Saint Godelina (also Godelieve, Godeliève, Godeleva) (Dutch: Sint-Godelieve) (c. 1049 – July 6, 1070) was a Flemish saint. Tradition states that she was pious as a young girl, and became much sought after by suitors as a beautiful young woman. Godelina, however, wanted to became a nun. A nobleman named Bertolf (Berthold) of Gistel, however, determined to marry her, successfully invoked the help of Godelina's father's suzerain, Eustace II, Count of Boulogne. Godelina's mother-in-law soon forced the young bride to live in a narrow cell with little food to support her. Godelina shared this food with the poor.

Bertolf also spread false rumors about Godelina; the marriage was not consummated.

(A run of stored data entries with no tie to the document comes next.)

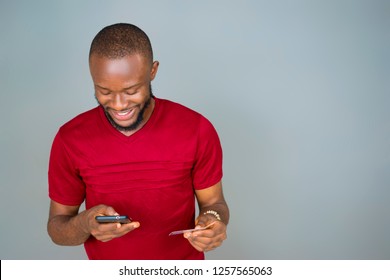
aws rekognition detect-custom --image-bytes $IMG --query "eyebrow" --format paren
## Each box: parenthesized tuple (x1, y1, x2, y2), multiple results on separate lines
(95, 82, 143, 91)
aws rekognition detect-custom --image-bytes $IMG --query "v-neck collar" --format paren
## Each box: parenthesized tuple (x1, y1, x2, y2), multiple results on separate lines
(98, 97, 160, 143)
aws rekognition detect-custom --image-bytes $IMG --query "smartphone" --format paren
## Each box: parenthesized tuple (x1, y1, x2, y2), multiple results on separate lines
(95, 215, 132, 224)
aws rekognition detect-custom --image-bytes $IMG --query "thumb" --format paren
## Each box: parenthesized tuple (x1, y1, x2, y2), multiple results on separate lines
(195, 216, 209, 228)
(105, 206, 119, 216)
(95, 205, 119, 216)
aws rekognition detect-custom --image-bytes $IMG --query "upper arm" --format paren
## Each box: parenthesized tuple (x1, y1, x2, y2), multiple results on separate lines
(195, 181, 226, 208)
(48, 200, 81, 221)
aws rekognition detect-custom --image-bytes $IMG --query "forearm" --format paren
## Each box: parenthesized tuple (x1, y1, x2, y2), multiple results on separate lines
(195, 182, 230, 226)
(47, 210, 90, 246)
(199, 201, 230, 226)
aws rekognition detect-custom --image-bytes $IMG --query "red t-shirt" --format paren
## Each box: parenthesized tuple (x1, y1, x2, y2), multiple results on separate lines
(48, 97, 223, 259)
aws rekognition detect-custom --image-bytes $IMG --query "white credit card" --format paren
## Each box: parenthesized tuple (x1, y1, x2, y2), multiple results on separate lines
(169, 221, 216, 236)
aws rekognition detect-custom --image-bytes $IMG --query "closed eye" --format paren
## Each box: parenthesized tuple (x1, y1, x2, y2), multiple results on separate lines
(126, 91, 138, 96)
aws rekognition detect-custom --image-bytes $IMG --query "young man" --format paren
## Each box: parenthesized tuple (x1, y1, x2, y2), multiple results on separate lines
(47, 23, 229, 260)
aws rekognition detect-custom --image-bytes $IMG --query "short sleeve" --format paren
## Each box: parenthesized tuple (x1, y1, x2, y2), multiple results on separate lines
(48, 131, 86, 206)
(192, 117, 223, 190)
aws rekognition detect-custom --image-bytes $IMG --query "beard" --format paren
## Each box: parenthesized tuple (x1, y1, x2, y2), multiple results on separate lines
(96, 88, 154, 132)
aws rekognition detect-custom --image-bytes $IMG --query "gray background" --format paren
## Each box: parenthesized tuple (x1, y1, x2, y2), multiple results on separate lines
(0, 0, 389, 259)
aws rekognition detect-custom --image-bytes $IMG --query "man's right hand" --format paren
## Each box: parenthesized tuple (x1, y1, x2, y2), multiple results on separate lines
(47, 200, 139, 245)
(86, 204, 140, 242)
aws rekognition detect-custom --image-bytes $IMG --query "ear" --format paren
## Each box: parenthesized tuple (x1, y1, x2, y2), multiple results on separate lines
(150, 61, 159, 81)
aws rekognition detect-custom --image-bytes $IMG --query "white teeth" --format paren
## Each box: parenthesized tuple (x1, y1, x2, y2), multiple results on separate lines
(117, 109, 132, 116)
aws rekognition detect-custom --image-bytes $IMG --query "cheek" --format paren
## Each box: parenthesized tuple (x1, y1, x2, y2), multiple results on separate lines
(131, 89, 152, 104)
(94, 94, 109, 106)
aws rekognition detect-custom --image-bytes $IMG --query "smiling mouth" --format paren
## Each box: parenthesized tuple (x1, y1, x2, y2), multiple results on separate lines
(111, 108, 136, 121)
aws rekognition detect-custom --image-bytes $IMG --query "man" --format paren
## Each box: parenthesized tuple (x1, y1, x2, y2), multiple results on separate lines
(47, 23, 229, 260)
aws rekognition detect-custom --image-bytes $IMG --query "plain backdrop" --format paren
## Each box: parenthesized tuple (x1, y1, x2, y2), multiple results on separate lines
(0, 0, 389, 259)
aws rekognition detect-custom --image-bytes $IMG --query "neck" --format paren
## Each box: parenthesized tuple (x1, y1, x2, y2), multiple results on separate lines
(121, 97, 155, 136)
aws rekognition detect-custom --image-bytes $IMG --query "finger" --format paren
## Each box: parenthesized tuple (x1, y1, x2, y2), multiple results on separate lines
(191, 228, 216, 238)
(189, 232, 227, 248)
(192, 224, 225, 238)
(195, 217, 210, 228)
(102, 206, 119, 216)
(130, 221, 140, 229)
(189, 235, 211, 245)
(94, 221, 136, 236)
(96, 222, 121, 232)
(188, 237, 220, 252)
(119, 221, 140, 233)
(184, 234, 204, 252)
(94, 223, 139, 241)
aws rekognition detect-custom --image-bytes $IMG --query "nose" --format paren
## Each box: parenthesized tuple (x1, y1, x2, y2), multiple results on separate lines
(111, 93, 128, 111)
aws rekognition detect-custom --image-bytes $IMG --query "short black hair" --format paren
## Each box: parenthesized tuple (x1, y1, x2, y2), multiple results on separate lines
(89, 23, 153, 63)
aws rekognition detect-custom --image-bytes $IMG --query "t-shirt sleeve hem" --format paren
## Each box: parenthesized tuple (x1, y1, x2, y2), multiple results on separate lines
(49, 193, 85, 206)
(193, 173, 223, 190)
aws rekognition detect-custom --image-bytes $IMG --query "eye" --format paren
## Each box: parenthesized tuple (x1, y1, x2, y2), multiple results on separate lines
(99, 90, 111, 96)
(125, 91, 138, 96)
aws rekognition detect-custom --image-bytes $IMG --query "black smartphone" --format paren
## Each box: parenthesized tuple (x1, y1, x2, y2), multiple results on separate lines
(95, 215, 132, 224)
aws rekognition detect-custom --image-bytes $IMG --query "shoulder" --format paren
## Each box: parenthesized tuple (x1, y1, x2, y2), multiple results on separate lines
(157, 98, 199, 115)
(57, 106, 101, 138)
(155, 97, 219, 138)
(156, 97, 209, 125)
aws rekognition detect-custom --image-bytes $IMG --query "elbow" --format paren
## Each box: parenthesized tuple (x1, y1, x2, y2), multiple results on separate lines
(47, 218, 86, 246)
(47, 220, 72, 246)
(47, 221, 62, 245)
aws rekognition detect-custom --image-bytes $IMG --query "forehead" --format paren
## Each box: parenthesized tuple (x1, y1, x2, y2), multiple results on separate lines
(89, 54, 149, 85)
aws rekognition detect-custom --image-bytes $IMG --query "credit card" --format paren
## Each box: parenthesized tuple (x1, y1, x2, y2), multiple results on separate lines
(169, 221, 216, 236)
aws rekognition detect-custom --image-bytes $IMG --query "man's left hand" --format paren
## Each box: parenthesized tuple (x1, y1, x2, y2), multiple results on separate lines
(184, 215, 227, 252)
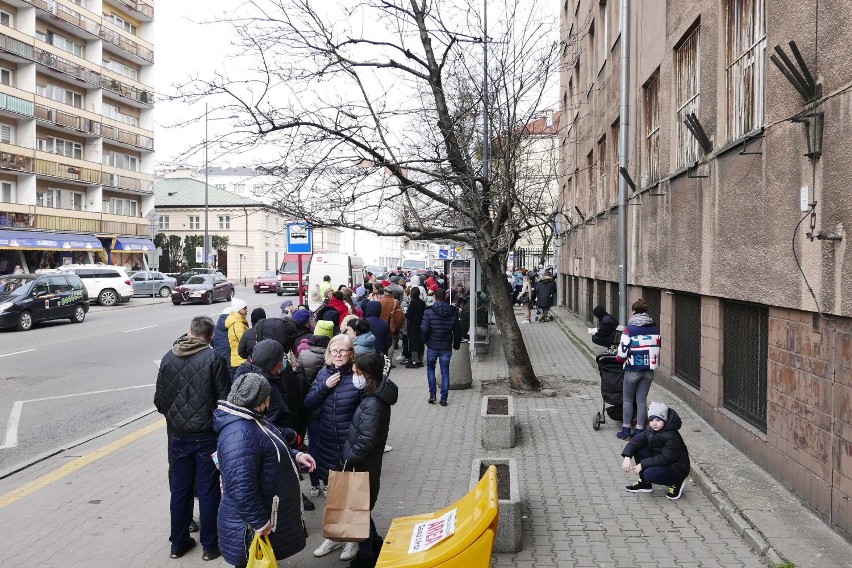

Godelina managed to escape to the home of her father, Hemfrid, seigneur of Wierre-Effroy. Hemfrid, appealing to the Bishop of Tournai and Soissons and the Count of Flanders, managed to have Bertolf restore Godelina to her rightful position as his wife.

Godelina returned to Gistel and soon after, at the order of Bertolf, was strangled by two servants and thrown into a pool. This was made to appear as if she had died a natural death.

After her death[edit]

Bertolf married again; a daughter was born blind. Tradition states that Bertolf's daughter was cured through the intercession of Saint Godelina. Bertolf, now repentant of his crimes, went to Rome to obtain absolution. He went on a pilgrimage to the Holy Land, and became a monk at St-Winnoc at Bergues.

Bertolf's daughter established a Benedictine monastery at Gistel, which was dedicated to St. Godelina. Bertolf’s daughter joined this new community as a nun.

Drogo, a monk at the former St. Winnoc abbey in Bergues, wrote Godelina's biography, the Vita Godeliph, about ten years after her death.

Veneration[edit]

Godelina's body was exhumed in 1084 by the Bishop of Tournai and Noyon, in the presence of Gertrude of Saxony, the wife of Robert I, Count of Flanders, the Abbot of Saint Winnoc's at Bergues and a number of clergymen. Godelina's popular cult developed thereafter.

Every year, on the Sunday following July 5, a procession celebrating St. Godelina takes place in Gistel.

Godelina's feast day, July 6, was, like that of Saint Swithun in England and Saint Medard in France, connected with the weather.[1] She is thus considered one of the "weather saints."

The Godelieve Polyptych[edit]

Godelina is also commonly known as Godelieve, and her life is represented in the Godelieve Polyptych, found in the Metropolitan Museum of Art in New York City.[1]